Boot Camp Blizzard
Boot Camp Blizzard
By Karl Priest (revised 9-4-17)
I arrived at United States Navy
Recruit Training Command
(Boot Camp—where the Navy wanted to break a bunch of bad boys and mold them into military men) at Great Lakes,
Illinois
in mid-January
1967 and, for the first three weeks, the Navy made us recruits miserable—then it got worse.
About 0500 26 January it started to snow. It wasn’t a typical picturesque snow. The storm was driven by fierce wind from the nearby Lake
Michigan. When it stopped, 29 hours later, there was 23 inches of snow on the ground. The entire Chicago area was at an eerie standstill with thousands of people stranded and some school children stayed in their buildings overnight.

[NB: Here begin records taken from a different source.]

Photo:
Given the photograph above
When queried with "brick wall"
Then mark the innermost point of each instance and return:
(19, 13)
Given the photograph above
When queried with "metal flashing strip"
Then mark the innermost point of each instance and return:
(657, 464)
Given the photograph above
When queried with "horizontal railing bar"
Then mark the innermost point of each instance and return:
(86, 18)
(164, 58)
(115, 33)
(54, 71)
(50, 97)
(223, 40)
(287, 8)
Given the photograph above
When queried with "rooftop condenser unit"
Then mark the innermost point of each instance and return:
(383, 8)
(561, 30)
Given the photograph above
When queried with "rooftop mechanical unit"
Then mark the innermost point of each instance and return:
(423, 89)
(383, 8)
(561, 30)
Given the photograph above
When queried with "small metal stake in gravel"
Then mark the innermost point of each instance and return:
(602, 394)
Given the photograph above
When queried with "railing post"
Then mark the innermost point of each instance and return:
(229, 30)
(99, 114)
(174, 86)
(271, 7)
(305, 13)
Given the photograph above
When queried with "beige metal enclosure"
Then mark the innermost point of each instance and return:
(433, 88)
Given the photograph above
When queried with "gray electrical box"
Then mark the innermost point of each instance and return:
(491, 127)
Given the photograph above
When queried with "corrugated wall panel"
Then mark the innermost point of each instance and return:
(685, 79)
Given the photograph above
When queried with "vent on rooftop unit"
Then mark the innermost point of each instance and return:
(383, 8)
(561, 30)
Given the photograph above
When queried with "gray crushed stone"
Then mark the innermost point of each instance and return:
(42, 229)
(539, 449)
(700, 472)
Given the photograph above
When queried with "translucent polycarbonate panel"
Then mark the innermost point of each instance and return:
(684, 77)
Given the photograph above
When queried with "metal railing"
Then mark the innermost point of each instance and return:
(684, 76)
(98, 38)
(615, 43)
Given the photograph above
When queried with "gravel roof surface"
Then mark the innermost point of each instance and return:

Travelers couldn’t move for days. Boot camp training came to a halt and we were assigned to 24-hour snow shoveling details in two-hour shifts. Wind driven snow drifts reached as high as 10 feet! We shoveled piles at least five feet high and those piles went from one end of the huge training base to the other.
A second storm adding nearly three inches fell 29 January, four inches pelted down 1 February, and 11 more inches (in the suburbs of Chicago where I was) piled up on 6 February (40 plus inches total).
It snowed on six of the first seven days of February.
Much of the time the wind howled (gusts up to 53 mph) and dropped the wind-chill temperature to (I heard through scuttlebutt) minus 40F.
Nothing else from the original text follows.